Although they are paid to me gross and tax is not deducted from them per se they are taken into account when computing my tax allowance and thus increase the amount of tax due in the UK on my property income
I am now confused as to whether I should in future declare them to the French tax office as tax paid or not. Can anyone enlighten me?
As I understand it I don’t think you have much choice about where you pay tax on different elements. Apart from property income and specific government pensions I understood everything else was taxable in France. So you declare them here gross.
But I don’t understand how this would affect your tax free allowances. How does your gross pensions reduce this?
That’s my understanding as well Roy. Even though no tax is payable the income can count and “use” up some of you tax free allowance. It’s really all a black art, I leave it to my accountant too because all the rules defy logic. Which I suppose is only to be expected when the purpose of the rules is just to squeeze a bit more blood out of the stone.
Maybe you are in a different league from I? Some of my personal allowance is “used up” by early retirement gov’t pension which is taxed in the UK. The rest is set against income from property rental and I have to pay a small amount of additional tax in UK.
OH two pensions are not taxed in the UK so all his personal allowance is set against his half of the property income rental so he pays no tax in the UK at all.
I really don’t understand what your accountant is on about!
Our scenario is almost identical to Jane’s
Perhaps I did not make myself clear. My question is whether the pension income counts as taxed in the UK because it ‘uses up’ my tax free allowance. It is not taxed (i.e, tax deducted) when it is paid to me and I have therefore declared it to the French authorities as being paid gross.
What is necessary for income to count as ‘taxed’ and therefore not subject to taxing by the other country?
You have to pay tax on it! Reducing your tax free allowance just does not count!

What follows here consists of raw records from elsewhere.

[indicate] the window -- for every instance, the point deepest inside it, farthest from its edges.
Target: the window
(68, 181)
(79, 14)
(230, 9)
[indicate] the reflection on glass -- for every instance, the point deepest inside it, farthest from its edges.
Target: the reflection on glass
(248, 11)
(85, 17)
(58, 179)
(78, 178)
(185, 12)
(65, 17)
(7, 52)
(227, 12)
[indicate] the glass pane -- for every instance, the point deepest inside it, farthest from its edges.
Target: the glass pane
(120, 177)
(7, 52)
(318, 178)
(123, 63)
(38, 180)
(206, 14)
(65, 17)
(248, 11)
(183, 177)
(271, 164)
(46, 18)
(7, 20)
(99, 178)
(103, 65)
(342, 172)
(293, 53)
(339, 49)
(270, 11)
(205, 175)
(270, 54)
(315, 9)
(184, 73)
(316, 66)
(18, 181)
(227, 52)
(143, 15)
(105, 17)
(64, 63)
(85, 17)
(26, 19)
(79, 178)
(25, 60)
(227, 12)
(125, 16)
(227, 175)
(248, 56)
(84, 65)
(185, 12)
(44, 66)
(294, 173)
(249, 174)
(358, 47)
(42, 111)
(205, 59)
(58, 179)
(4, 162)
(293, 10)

I don’t think that’s the issue Jane, of course it has to be taxed somewhere. I think it’s something like if you have earnings derived in the UK of, say, 100 and a tax free allowance of 20. If 70 is taxed abroad in your country of tax residence (i.e. paid to you gross) you don’t get to apply your whole tax free allowance to the remaining 30. You only get an allowance in proportion. So 70% of 20. In other words, you do note get a tax free allowance on the 70 in France and in the UK. Anyway, I’m at risk of paying a dog (read accountant) and barking myself
That at least is clear. I wish that the advice from HMRC were equally clear…

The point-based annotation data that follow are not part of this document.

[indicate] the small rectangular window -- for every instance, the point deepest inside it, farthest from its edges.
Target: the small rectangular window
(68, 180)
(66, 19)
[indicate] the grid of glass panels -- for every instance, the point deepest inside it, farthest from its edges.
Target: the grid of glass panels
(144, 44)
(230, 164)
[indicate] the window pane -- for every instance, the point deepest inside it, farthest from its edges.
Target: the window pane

Well I think I shall draw a line under this topic (feel free to continue if there are other issues) as I now have a pretty good understanding of the UK/France Tax regs. I’ve done a whole lot of research on the Gov UK website and spoken to Civil Service Pensions (Capita) and the HMRC Office. As I now understand it this is how it ‘should’ work. If you spend more than 180 days a year in France you are classed as a resident and as such you are required to pay tax through the French tax system. You are required to declare all your earnings to the French Tax Office (Earnings include pensions, money from rental property or wages) You have to complete a form called France Individual DT which you can just download from the GovUK website. What happens then is that the HMRC mark you as not taxable so basically you get whatever earnings you receive as gross and then pay your own tax over here. I’ve been here for 15 years running my own hotel/restaurant and my accountant who manages both my professional and personal tax somehow didn’t know this is how it works!!! Why my local tax office are only concerned about 2019 onwards I can’t explain but I shall try to find out. The upshot of all this is that I have to pay 2 years worth of tax from my UK pension to my local tax man and HMRC (although they don’t call it reimbursement) give it me back via the form “French Individual DT”. Thank to you all for your help and advice. Stay Safe and go and get vaccinated!!!